A Quantization-Based Multibit Data Fusion Scheme for Cooperative Spectrum Sensing in Cognitive Radio Networks.

Abstract

Spectrum sensing remains a challenge in the context of cognitive radio networks (CRNs). Compared with traditional single-user sensing, cooperative spectrum sensing (CSS) exploits multiuser diversity to overcome channel fading, shadowing, and hidden terminal problems, which can effectively enhance the sensing performance and protect licensed users from harmful interference. However, for a large number of sensing nodes that need high bandwidth of the control channel for data transmitting, CSS increases cooperative overhead. To address this problem, we investigated the soft decision fusion strategy under a limited bandwidth of the control channel and proposed a simple quantization-based multibit data soft fusion rule for CSS for its simple structure and easily implementation. Under the quantization-based sensing strategy, each cooperative secondary user (SU) adopts an energy detector for local spectrum sensing.
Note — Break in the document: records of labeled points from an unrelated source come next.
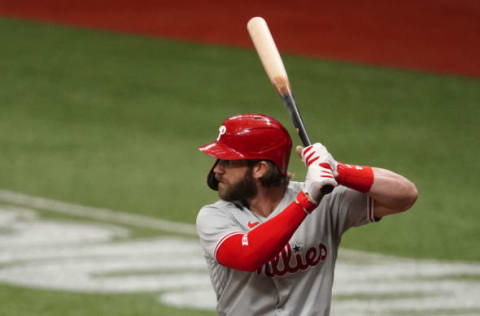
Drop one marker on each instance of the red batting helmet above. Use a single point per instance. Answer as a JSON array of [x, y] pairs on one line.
[[250, 136]]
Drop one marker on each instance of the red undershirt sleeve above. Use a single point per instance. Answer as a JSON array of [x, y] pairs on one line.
[[249, 251]]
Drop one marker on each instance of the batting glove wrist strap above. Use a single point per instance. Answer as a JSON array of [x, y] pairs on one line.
[[304, 201], [359, 178]]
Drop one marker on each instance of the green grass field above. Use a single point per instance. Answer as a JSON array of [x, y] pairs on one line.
[[113, 120]]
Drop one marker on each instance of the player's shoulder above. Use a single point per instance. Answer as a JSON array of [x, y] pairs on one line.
[[294, 187]]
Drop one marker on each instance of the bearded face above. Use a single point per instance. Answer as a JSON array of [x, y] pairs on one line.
[[238, 189]]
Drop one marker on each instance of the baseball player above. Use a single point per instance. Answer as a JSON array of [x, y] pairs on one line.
[[271, 243]]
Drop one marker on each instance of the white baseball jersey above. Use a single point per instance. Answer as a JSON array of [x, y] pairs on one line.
[[298, 281]]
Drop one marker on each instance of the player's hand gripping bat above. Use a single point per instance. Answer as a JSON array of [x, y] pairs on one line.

Each SU transmits quantized multibit data that sends local sensing information, instead of forwarding local one-bit hard decision results or original observation statistics, to the fusion center (FC). Furthermore, the closed-form expressions of the quantization levels and the quantization thresholds are analytically derived. Simulation results indicate that the detection performance of the proposed method approaches that of the conventional soft fusion rule with less cooperative overhead and outperforms the hard decision rules. Extensive simulations also show that multibit quantization fusion achieves a desirable tradeoff between the sensing performance and the control channel overhead for CSS.